Enquête sur l’attentat du London Bridge : les familles des victimes françaises entendues

Deux ans après l’attentat islamiste qui a tué huit personnes dont trois Français, l’enquête britannique cherche à établir les responsabilités. Les familles des victimes ont témoigné à Londres.

 Le 3 juin 2017, trois terroristes ont tué huit personnes et blessé 48 autres.
Le 3 juin 2017, trois terroristes ont tué huit personnes et blessé 48 autres. LP/Yann Foreix

    L'objectif est de faire toute la lumière sur les faits, répondre à toutes les questions des familles. L'enquête consacrée à l'attentat du 3 juin 2017 sur le London Bridge se déroule au tribunal de l'Old Bailey dans la capitale britannique pour deux mois. Le juge Mark Lurcraft entend des dizaines de proches des victimes, de témoins, de personnels soignants ou encore de policiers. De quoi reconstituer en détail ce qui s'est passé ce soir de juin, en une dizaine de minutes.

    Peu après 22 heures, une camionnette blanche s'engage sur le pont vers la rive Sud de la Tamise. Le véhicule monte à plusieurs reprises sur le trottoir et percute des piétons, tuant deux personnes dont un Français, Xavier Thomas. Il vient ensuite s'écraser près du Borough Market et trois hommes en descendent, sanglés dans de fausses ceintures d'explosifs, armés d'un couteau scotché à leur main.

    Khuram Butt, Rachid Redouane et Youssef Zaghba poignardent à tout-va et tuent, entre autres, les jeunes Français Alexandre Pigeard et Sébastien Bélanger. Bilan : 8 morts et 48 blessés, en moins de dix minutes, avant que les policiers ne fassent feu et ne tuent les attaquants.

    Encerclé par les trois terroristes

    Xavier Thomas, première victime française, avait 45 ans. Il passait le week-end à Londres avec sa compagne Christine Delcros. Selon l'enquête, ce salarié d'American Express était au téléphone avec son fils quand la camionnette l'a percuté et projeté dans la Tamise. Sa compagne également percutée témoigne au Old Bailey : « Je me suis dit : voilà comment on meurt », raconte en larmes Christine Delcros toute de noir vêtue.

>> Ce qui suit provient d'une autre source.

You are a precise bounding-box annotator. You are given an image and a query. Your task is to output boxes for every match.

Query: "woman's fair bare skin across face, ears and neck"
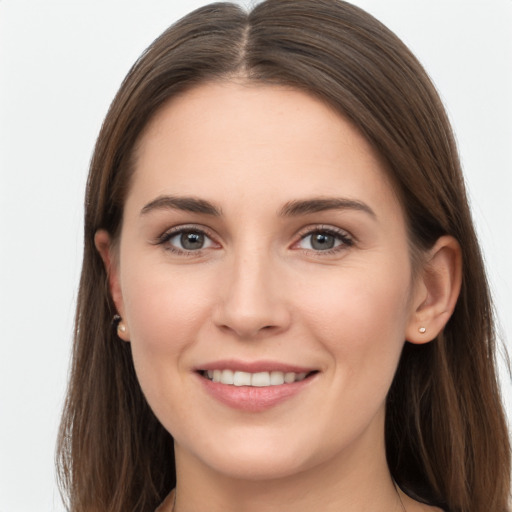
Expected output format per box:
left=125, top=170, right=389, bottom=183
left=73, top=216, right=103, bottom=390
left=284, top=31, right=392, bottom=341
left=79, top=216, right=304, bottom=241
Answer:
left=96, top=81, right=460, bottom=512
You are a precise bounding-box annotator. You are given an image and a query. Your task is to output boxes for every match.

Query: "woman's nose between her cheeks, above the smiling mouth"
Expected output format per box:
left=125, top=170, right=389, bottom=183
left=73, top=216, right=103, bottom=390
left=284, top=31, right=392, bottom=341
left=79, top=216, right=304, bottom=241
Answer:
left=213, top=250, right=291, bottom=340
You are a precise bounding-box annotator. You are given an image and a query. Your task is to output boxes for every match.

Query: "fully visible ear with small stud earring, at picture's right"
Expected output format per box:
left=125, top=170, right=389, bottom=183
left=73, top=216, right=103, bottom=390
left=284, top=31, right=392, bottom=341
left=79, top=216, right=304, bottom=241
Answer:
left=406, top=236, right=462, bottom=344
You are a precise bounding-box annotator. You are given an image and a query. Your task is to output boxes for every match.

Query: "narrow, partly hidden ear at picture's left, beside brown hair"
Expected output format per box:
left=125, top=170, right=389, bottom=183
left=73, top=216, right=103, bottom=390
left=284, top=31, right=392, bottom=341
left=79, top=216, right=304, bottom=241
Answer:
left=94, top=229, right=129, bottom=341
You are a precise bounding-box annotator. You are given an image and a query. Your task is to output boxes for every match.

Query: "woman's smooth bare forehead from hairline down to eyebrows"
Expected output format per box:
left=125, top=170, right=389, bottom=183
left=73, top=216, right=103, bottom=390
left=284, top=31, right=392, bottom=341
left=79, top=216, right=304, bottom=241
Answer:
left=129, top=81, right=399, bottom=220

    Sébastien Bélanger, 36 ans, chef au restaurant le Coq d'Argent, s'est retrouvé selon l'enquête encerclé par les trois terroristes. « Il s'est vaillamment défendu », relate le juge. Alexandre Pigeard, 26 ans, lui, servait au bar le Boro Bistro. Le soir de l'attentat, il monte les marches pour voir ce qui se passe. Poignardé une première fois, il parvient à s'enfuir. Mais il s'évanouit, et il est à nouveau attaqué.

    « Pourquoi des jeunes hommes du même âge que lui trouvent-ils plus sensé de le tuer aveuglément, plutôt que de partager sa vie, ses expériences ? s'interroge à la barre Philippe Pigeard, père d'Alexandre. Nous devons tous réfléchir là-dessus. »

    L'attentat aurait-il pu être évité ?

    « C'est important de reconnaître que beaucoup de vies ont été sauvées, par la réponse rapide des passants et par les services de secours », estime le juge en charge de l'enquête. Mais l'enquête pointe des dysfonctionnements sans lesquels plusieurs vies auraient pu être épargnées. Le temps mis à lancer les recherches approfondies dans la Tamise pour retrouver Xavier Thomas pose question : plus de 18 minutes.

    La réponse des secours elle aussi, soulève des interrogations. L'état de Sébastien Bélanger et Alexandre Pigeard, tous blessés gravement, n'a semble-t-il pas été communiqué aux soignants. Sébastien Bélanger, au moins, aurait pu être sauvé : « Un drain thoracique ou une transfusion sanguine auraient augmenté ses chances », témoigne au tribunal l'expert Benjamin Swift.

    Reste une question : l'attentat aurait-il pu être évité ? « Il y a eu abondance d'opportunités pour se rendre compte que les extrémistes du London Bridge préparaient une attaque », estime à la barre Gareth Patterson, avocat de plusieurs familles de victimes. Les trois attaquants s'étaient rencontrés « encore et encore pendant des mois », affirme l'avocat. La famille de Khuram Butt avait même signalé sa radicalisation à la police 18 mois avant l'attentat. L'enquête en dira plus d'ici la mi-juillet.